In fact, Canadian households were adding debt at the fastest pace since October 2011 in July, when the BoC increased its benchmark interest rate by 25 basis points, the report says. It adds that outstanding balances rose by 5.7% compared with July 2016, pushing total household debt to almost $2.1 trillion.

Consumer credit — including lines of credit, personal loans and credit cards — continues to enjoy strong growth, the report says: “An uptrend in consumer credit accumulation has continued relatively unimpeded since early 2016 and is now well above the cycle lows seen in the latter half of 2013 —before the Bank of Canada cut policy rates in response to the crude oil price plunge.”

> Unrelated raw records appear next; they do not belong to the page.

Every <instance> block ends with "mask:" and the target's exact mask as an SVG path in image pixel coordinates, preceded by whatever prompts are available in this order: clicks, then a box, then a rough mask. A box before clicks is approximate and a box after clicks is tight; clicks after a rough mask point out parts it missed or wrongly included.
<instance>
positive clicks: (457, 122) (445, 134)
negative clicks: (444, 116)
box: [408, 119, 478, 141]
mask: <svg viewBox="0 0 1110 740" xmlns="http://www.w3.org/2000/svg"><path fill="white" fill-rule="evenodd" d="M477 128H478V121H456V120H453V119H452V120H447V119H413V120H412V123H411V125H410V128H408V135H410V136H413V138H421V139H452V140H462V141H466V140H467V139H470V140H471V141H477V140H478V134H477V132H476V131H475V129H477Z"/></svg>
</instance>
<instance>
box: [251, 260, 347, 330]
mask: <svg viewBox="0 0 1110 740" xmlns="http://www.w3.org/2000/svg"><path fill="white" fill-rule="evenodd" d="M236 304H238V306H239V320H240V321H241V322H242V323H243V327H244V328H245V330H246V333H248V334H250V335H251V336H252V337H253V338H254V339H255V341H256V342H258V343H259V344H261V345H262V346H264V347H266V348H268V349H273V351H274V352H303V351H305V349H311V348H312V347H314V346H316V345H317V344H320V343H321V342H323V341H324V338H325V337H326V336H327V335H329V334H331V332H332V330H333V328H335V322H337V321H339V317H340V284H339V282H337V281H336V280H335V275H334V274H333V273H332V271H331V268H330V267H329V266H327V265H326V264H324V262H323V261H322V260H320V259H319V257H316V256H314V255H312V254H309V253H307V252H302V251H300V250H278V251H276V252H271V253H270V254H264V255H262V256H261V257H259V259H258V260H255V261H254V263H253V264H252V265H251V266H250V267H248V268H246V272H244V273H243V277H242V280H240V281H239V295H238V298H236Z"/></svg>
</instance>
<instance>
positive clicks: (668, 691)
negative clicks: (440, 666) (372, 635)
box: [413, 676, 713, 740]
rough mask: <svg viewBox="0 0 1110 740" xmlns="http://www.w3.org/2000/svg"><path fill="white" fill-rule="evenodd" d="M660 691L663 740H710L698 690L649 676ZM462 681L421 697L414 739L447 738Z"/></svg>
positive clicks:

At the same time, residential mortgage growth also picked up in the first half of 2017, the RBC report states, noting that “The introduction of mortgage qualifying standards by the federal government in October 2016 ostensibly had a minimal dampening effect on mortgage loan growth. Instead robust home sales in early 2017 appeared to drive a strong uptick in mortgage demand earlier this year.”

More recently, home sales have slowed, and this is expected to flow through to mortgage demand in the coming months. In addition, RBC expects interest rate hikes to begin denting the demand for debt eventually as well.

“As support builds for further monetary tightening, the borrowing binge evident in recent quarters is likely to subside,” the RBC report says. “A notable shift in major housing markets alongside elevated household indebtedness and tighter financial conditions are likely to dampen credit growth and eventually temper consumer spending growth.”